Well done Gary. Congratulations. And you told me you had nothing to enter. Honestly, I don't believe a word you say. oke:

Just about to head off and see the results of our show. Not much from me this year but from what I saw last night the show looks a real good one.


----------



## SlipperKing (Oct 4, 2013)

Congratulation you modest Craggy South African!


----------



## gonewild (Oct 4, 2013)

So who beat you out of 4th place?
I bet that made you mad.

Congrats!


----------



## Justin (Oct 4, 2013)

congrats! looking forward to pics.


----------



## abax (Oct 5, 2013)

WOW and Congratulations to you! That's some accomplishment, Gary. I
can't wait to see the photos. No more "false modesty" now, huh?


----------



## JeanLux (Oct 5, 2013)

Congratulations Gary!!!! Jean


----------



## Trithor (Oct 5, 2013)

Thank you all, I should have taken pictures when I went to check the results and look at the show, but will do so when I go and collect my plants on Sunday.
David, most of the plants which I was hoping to enter for consideration at the show are still not open. I find it very difficult to judge how long it takes for them to open and mature to full shape and size. Fortunately the judges liked the few that I did bring through. Every morning I walk around my greenhouse with a coffee and look at the buds to see if any have opened, but it has become a bit like watching a kettle boil.


----------



## Clark (Oct 5, 2013)




----------



## Trithor (Oct 6, 2013)

Well I am back home with my plants, and very proud of my achievements,
Grand Champion, 7 Best in class, 13 1sts, a few 2nds and one 3rd.
Best of all was GC, Best in class, 1st, 2nd and 3rd for multi paph class (David, yes I guess that means I do have a few multis , that or there were no other plants on show)
Below is a pic at my potting bench at home with a few of the plants. I did enter 31 (mostly flowering shadecloth)
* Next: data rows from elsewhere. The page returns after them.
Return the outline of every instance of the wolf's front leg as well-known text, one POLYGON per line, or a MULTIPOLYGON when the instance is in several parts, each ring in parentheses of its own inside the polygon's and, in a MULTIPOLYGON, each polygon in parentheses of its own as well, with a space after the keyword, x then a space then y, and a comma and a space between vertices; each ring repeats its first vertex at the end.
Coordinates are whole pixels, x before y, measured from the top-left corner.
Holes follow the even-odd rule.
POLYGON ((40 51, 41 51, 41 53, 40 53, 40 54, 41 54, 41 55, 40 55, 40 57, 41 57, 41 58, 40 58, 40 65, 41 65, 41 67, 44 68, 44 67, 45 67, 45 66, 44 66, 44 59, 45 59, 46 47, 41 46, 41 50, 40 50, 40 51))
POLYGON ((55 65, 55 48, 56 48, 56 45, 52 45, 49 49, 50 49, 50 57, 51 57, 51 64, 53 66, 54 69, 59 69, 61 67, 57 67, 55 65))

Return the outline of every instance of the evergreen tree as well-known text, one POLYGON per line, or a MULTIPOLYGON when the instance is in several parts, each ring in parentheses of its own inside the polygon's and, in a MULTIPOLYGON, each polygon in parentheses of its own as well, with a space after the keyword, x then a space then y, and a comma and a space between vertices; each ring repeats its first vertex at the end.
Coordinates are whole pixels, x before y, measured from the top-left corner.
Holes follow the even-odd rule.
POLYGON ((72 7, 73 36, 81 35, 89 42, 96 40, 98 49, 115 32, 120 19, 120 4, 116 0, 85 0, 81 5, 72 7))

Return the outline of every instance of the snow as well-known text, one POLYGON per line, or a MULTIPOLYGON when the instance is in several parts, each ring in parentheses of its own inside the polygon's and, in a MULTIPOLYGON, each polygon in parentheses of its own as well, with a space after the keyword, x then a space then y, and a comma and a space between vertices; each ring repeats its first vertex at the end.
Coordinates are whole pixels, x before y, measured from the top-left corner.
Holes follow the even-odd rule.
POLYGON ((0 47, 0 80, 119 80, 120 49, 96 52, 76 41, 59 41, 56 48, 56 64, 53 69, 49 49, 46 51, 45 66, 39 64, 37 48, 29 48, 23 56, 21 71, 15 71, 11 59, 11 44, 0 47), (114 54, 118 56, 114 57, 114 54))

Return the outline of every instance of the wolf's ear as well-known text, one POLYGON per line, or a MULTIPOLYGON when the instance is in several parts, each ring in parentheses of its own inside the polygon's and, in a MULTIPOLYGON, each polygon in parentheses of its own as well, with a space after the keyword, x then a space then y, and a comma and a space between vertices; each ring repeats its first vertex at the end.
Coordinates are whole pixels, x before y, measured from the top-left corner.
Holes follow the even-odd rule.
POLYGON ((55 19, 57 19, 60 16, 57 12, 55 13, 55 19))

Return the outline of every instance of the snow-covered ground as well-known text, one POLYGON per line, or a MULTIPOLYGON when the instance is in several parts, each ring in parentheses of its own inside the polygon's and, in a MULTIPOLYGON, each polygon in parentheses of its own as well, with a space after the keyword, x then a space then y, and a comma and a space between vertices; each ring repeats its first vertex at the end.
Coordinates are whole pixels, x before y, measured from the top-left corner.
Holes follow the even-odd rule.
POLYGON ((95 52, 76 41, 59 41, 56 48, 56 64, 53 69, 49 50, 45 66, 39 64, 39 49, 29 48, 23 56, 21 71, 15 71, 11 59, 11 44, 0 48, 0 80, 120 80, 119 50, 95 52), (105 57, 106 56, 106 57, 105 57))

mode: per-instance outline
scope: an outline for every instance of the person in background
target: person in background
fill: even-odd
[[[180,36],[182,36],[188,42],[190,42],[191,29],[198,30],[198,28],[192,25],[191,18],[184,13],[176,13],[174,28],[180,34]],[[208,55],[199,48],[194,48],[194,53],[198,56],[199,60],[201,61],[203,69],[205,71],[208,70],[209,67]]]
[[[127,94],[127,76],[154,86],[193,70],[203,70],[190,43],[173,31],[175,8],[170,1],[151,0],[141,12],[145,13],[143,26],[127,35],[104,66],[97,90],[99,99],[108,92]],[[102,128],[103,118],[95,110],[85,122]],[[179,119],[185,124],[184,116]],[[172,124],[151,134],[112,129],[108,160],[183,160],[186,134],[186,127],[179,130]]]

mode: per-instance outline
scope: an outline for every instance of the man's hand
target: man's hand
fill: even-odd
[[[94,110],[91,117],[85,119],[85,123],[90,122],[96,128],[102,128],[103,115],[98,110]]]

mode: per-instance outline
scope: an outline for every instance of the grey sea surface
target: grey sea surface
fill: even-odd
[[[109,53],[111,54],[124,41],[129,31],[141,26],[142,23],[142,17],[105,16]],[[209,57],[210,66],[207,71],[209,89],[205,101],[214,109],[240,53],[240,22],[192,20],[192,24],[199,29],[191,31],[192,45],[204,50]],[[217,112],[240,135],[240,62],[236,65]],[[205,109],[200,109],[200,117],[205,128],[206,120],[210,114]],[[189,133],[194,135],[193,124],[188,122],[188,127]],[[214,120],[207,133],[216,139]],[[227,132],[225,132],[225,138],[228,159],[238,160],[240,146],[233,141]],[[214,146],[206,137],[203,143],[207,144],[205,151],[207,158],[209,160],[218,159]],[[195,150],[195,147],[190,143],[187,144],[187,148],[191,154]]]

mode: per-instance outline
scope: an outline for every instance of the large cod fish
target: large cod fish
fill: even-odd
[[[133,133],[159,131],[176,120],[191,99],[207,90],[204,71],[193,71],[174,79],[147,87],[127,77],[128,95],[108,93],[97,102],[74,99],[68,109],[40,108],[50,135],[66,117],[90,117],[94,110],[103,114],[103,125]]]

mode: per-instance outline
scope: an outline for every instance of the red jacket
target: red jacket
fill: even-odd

Uploaded with ImageShack.com


----------



## AdamD (Oct 6, 2013)

Holy craggy South African Batman! Beautiful plants. Congratulations!!!!


----------



## emydura (Oct 6, 2013)

Fantastic Gary. You would definitely have won champion Paph at our show this weekend and possibly even Champion orchid (and ours was a fantastic show this year).


----------



## SlipperFan (Oct 6, 2013)

Wow! I guess you did very well! Congratulations!


----------



## The Orchid Boy (Oct 6, 2013)

Awesome shade cloth!!!


----------



## abax (Oct 6, 2013)

Gary, I think you WERE the show! Gorgeous plants and all those fancy
ribbons...oh my.


----------



## Ozpaph (Oct 7, 2013)

that's an awesome display - congrats.


----------



## SlipperKing (Oct 7, 2013)

OK, now that's what I'm talk'in about! I missed this update when I asked the question "How did you do" in your other threads!
Now you can make youself a hula skirt!


----------



## Trithor (Oct 7, 2013)

Looked for a celebratory smiley but couldn't find one


----------



## Dido (Oct 8, 2013)

congrats for this beautys and your awards


----------